Forecast Node Configuration Fields
- Select source data for generating a forecast.
Field Description Source Node (1) Select the source node that contains the historical data that is used for generating forecasts. Group By Fields (2) Select fields from the source node to group rows in the source data. For example, group by region.
If a selected field is of the Date or DateTime type, also select date- or time-based grouping for the field.
- Aggregate the source data.
Field Description Function (3) Select a function to define the operation to be performed on the field selected for aggregation. The function determines how data from the selected field is combined into a single value. Field (4) Select the field that the aggregation function is to be applied to. Aggregation Result Label (5) Enter a name for the column that stores the result of the aggregate function (3) that’s applied to the selected field (4). For example, MonthlyOrderQuantity.
If necessary, add more fields to aggregate the source data.

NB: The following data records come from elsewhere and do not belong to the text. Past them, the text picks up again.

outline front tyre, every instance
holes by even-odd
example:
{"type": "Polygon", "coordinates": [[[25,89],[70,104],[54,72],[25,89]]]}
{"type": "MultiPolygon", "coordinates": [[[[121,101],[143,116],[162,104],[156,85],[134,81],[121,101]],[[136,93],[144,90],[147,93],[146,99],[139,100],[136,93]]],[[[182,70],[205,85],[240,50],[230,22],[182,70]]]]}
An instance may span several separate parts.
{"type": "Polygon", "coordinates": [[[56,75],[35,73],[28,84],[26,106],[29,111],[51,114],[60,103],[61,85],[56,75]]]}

- Configure forecast settings.
Field Description Date Field (6) Select a date field from the source node to group the data. This field is used to establish a time series or a chronological sequence of events used to predict future values. Forecast Period Type (7) Select how you want the dates from the selected Date Field (6) to be grouped. For example, Year-Month. Period Start Date Name (8) Enter a name that represents the start date of the forecast period based on the selected date field (6) and forecast period type (7). Forecast Period Count (9) Specify the number of periods that you want to generate the forecast for. For example, if you’ve selected Year-Month as the forecast period type (7), selecting 9 here generates a forecast for the next 9 months. Exclude last period (10) Select this option if the last period in your source has incomplete or partial data. For example, exclude the last time period when forecasting by month while data for the current month is still being collected so that it doesn’t influence your forecast. Seasonality (11) Select an option if periodic fluctuations happen around the same time every year. For example, if sales fluctuate quarterly, select 4 if you’ve selected Year-Quarter as the forecast period type (7). Forecast Model Type (12) Select a forecasting model.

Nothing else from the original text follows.